All apps are initially sorted by precedence value, highest to lowest. The default precedence value for an app is 100. You have the option to set the precedence value when you call zof.Application. Where two apps have the same precedence value, they remain in their original order.

Events are dispatched one at a time to each app in order. Each app checks its handlers from top to bottom, and runs the first handler that matches. Then, the dispatcher proceeds to the next app.

After the event is dispatched to all apps, the dispatcher yields any running async tasks before processing the next event.

Event

There are two types of events: message events and internal events. Message events have a ‘type’ attribute. They represent incoming OpenFlow messages.

{
  'type': 'PACKET_IN',
  'msg': {
      ...
  }
}

Internal events have an ‘event’ attribute instead of a ‘type’ attribute. Internal events are used by the framework for communication between apps.

{
  'event': 'SIGNAL',
  'signal': 'SIGHUP',
  'exit': True
}

Event attributes can be accessed using dot notation “event.type” or as keys “event[‘type’]”.

Handler

A handler is a function with a @app.message or @app.event decorator. The function must take exactly one event argument.

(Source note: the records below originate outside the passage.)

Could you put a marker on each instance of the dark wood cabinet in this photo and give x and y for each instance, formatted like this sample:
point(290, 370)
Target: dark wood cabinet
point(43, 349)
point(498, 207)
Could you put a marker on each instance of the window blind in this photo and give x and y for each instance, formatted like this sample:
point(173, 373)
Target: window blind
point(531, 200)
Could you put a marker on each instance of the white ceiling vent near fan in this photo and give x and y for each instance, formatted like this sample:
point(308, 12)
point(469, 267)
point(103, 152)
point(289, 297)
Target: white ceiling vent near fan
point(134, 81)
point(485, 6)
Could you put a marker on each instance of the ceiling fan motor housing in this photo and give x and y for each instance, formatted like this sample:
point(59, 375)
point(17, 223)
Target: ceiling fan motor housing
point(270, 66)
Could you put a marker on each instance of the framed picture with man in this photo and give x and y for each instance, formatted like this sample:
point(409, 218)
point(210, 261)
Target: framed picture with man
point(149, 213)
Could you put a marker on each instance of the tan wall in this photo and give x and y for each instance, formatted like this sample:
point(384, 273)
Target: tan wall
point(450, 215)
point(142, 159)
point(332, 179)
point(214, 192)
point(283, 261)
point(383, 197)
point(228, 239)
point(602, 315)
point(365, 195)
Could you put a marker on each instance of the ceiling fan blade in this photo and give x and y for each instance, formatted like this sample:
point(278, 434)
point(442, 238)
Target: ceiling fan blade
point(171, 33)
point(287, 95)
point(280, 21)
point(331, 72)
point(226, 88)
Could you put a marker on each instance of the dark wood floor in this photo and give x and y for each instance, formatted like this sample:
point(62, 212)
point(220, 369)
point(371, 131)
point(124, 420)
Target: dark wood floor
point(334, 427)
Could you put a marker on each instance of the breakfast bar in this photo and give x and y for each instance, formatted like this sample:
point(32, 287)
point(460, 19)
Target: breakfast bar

The decorator describes the handler’s trigger condition. @app.message(type, …) specifies an OpenFlow message type. @app.event(event, …) specifies an internal event type.

Handler Functions

A handler function may be synchronous or asynchronous. If a handler is synchronous, the entire handler executes before proceeding to the next app. If the handler is asynchronous, a new async task is created and the first step of the async task executes before proceeding to the next app.

# Synchronous handler
@app.message('packet_in')
def packet_in(event):
    ...

# Asynchronous handler (uses async def)
@app.message('features_reply')
async def features_reply(event):
    ...

Handler functions must not block or perform cpu-intensive operations.

Message Handlers and Implicit Variables

Async Tasks and Scope

Use the app.ensure_future() method to start a new asynchronous task. This task is scheduled independently and managed by the framework.

Blocking or CPU-Intensive Tasks

@app.event('start')
async def start(event):
    loop = asyncio.get_event_loop()
    result = await loop.run_in_executor(None, functools.partial(blocking_operation, 1, foo=2))


def blocking_operation(n, *, foo):
    # Runs in separate thread. Be careful with shared mutable state!
    os.sleep(10)

Stopping Propagation

An app handler can stop propagation of an event by raising a StopPropagationException. The handler must be synchronous; calling StopPropagationException from an asynchronous handler will not work.

Events are Mutable

Events are mutable. An app’s handler may modify an event before it reaches later apps. This feature must be used with care, since handlers won’t make copies of the event object. See Signal Handling for one way event mutability is used.